Blues By the Beach: On Screen and Online

In the past, there has been the occasional bloodshed in blues jukes, sometimes even becoming the stuff of legend. These days, one would hardly expect even a little fist-fighting in a blues club, much less a homicide-suicide bombing. In Israel however, that is never outside the realm of possibility. Filmmaker Jack Baxter learned this all too well while making Blues By the Beach, a documentary which plays May 5th at the Two Boots Pioneer, and is also available online as part of the digital delivery revolution.

Baxter originally travelled to Israel with plans of filming a documentary about a terrorist facing trial. When he arrived at the courthouse, Baxter found his prospective subject was already well covered by another filmmaker, and frankly not that interesting. Baxter planned to pack up his gear and leave, but happened to wander into a Tel Aviv blues club on his supposed last night. He found Mike’s Place, a beachfront club featuring a mix of blues and related blues-rock.

The managing co-owner, Gal Ganzman, had created an oasis of American ambiance that drew a decidedly mixed patronage. Everyone in Mike’s spoke English, but never discussed religion or politics. When Baxter saw Israelis, Palestinians, Americans, and Europeans, all peacefully coexisting at Mike’s, he figured he had his story. Baxter hired bartender Joshua Faudem and Faudem’s Czech girlfriend, Pavla Fleischer, to be his crew and started interviewing the people of Mike’s, expecting a narrative to take shape. Unfortunately, it did.

On April 30, 2003 a suicide bomber walked into the club, changing the lives of everyone there and tragically altering the trajectory of the film. Three people lost their lives that night: Dominque Hass, a Mike’s waitress covering for someone else on her night off, and musicians Yanay Weiss and Ran Baron. Seriously injured in the blast was the bouncer, Avi Tabib, who spotted the bomber, preventing far greater carnage, and Baxter himself.

The director would become the subject, as Faudem assumed the helmer's duties. Each death is painful for the people of Mike’s, but the loss of Hass is particularly shocking to the audience. Bright and attractive, Hass was established as one of the lead voices of Beach before the cowardly attack. Losing her presence in the film makes Beach feel unbalanced, incomplete—which is the point. That is the messy reality of terrorism and the resulting sense of loss.

Beach is not a film of strikingly composed images. Rather it was about having the camera pointed in the right direction when something important happened, and capturing the drama unfolding. This is not an academic exercise, offering excuses for the killers (who happened to be British nationals). It is about a savage act of violence, and the efforts to deal with the resulting emotional and physical scars. It is as real as it gets.

Faudem did indeed finish the film, but the experience would prove trying.

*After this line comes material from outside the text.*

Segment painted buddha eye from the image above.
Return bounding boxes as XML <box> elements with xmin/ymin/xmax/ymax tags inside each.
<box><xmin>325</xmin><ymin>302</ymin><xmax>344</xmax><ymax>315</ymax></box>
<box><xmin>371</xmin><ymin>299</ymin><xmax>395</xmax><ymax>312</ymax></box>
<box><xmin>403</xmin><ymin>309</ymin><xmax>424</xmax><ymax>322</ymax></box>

Baxter recovered to see the film into release as co-producer and will be taking questions at Two Boots after the screening. It turned out to be a painfully intimate film, showing the effects of terrorism in very concrete human terms. Mike’s Place looks like the sort of spot we would hang at if we were in Israel. The music we hear in the film by Barry Gilbert and Sobo is actually pretty good and the people seem friendly. That is why Beach is so disturbing. It introduces us to a place we, like Baxter, would feel so comfortable in, and then see it senselessly bombed out of sheer hate. Beach is a brutally honest film, well worth seeing.